There is an invitation and an offer for all of these groups from John’s very short Second Letter, when he writes: “There is a truth that lives within us that will be with us forever” (2 John 2). But most of us know very little about this, so we end up as St. Augustine admits in his Confessions: “Late have I loved you, Beauty so very ancient and so ever new. Late have I loved you! You were within, but I was without.”
Richard Rohr, excerpted from Immortal Diamond: the Search for Our True Self (due for publication February 2013)
We are all in the same boat, to begin with. I can remember this quest for “something unforgettable and shining” almost as far back as I can remember anything. Like everyone, I assumed it was outside myself, but I did see even from my early childhood that somehow it was what “made everything work” as I described it to myself.

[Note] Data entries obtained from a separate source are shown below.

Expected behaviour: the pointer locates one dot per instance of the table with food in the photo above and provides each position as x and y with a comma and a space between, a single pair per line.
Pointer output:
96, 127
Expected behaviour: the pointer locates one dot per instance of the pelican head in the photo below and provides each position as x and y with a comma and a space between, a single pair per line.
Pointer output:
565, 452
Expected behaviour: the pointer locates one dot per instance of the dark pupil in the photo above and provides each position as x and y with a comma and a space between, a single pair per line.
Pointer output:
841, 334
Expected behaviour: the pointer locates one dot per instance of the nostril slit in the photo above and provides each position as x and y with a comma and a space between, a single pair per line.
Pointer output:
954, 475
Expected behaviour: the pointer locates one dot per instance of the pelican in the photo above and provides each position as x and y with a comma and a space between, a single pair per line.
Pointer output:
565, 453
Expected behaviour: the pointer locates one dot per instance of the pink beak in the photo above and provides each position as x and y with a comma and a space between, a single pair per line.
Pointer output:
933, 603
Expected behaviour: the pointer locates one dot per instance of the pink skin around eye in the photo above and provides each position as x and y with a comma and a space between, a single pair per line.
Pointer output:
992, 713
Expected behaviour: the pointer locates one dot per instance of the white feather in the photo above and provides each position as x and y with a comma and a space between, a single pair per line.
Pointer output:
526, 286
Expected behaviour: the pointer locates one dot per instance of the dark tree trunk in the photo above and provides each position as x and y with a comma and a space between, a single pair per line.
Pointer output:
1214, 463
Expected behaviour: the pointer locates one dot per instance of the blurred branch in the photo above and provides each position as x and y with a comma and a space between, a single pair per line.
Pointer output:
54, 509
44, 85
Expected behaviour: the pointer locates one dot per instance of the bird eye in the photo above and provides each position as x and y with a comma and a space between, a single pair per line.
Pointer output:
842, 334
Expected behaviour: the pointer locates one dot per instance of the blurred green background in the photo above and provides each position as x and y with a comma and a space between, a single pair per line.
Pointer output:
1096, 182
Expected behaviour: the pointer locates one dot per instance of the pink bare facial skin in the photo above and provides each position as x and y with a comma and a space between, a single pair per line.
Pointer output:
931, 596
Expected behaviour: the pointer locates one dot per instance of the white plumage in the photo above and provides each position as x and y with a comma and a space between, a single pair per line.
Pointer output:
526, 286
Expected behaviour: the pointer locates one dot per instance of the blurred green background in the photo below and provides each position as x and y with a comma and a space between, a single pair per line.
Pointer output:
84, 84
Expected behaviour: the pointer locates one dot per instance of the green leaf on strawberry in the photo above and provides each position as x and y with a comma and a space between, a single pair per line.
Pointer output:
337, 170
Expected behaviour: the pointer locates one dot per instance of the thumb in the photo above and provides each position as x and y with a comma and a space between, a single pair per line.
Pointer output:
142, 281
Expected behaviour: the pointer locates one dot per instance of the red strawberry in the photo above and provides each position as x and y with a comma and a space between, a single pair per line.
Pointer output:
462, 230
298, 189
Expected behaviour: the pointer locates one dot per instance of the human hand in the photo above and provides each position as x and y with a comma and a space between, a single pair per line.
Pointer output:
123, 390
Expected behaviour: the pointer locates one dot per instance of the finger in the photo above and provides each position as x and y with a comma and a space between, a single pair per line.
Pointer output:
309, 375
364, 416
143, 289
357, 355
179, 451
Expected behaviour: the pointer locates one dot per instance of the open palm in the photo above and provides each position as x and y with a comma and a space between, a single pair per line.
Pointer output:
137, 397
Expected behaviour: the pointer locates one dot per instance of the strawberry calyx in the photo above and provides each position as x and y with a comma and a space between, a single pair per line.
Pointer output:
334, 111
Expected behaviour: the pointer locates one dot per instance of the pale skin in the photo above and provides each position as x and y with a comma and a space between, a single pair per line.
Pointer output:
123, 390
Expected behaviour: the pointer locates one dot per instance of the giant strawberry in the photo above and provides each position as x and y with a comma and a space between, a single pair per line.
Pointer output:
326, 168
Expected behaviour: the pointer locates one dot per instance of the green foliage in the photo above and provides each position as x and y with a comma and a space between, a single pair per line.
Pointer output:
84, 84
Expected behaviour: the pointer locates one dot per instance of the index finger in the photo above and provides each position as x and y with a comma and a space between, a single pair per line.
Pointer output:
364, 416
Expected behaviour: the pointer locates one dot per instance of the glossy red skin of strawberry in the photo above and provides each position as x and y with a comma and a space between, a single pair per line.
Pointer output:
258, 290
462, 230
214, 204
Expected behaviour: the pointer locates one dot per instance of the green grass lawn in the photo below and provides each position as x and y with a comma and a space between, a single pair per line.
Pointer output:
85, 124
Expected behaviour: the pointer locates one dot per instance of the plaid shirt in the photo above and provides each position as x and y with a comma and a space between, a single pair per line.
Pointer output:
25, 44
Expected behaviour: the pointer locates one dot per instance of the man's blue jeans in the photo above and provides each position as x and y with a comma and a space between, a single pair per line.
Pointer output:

Thinking it to be outside myself, as I grew up I looked for it in science, art, chemicals, philosophy, sex – everywhere but within. To be honest, I was afraid of what I might find, despite the increasingly reckless experiments I tried.
Gradually, though, I began to find it: not through an increasingly desperate and extreme search for something beyond myself, but truly within, gently, quietly, through prayer and contemplation—not looking for “It” but looking for mercy, for grace; then “the truth that abides in us and will be with us for ever” found me.
It seems to me that only in simultaneously realising that the hollowness, the brokenness, the pain of the world are reflected in me, and that the only response to them is love, however apparently helpless and wounded such loving renders my own heart, that the “unforgettable and shining” opens at the heart’s own core, and reaches out to all creatures, every one.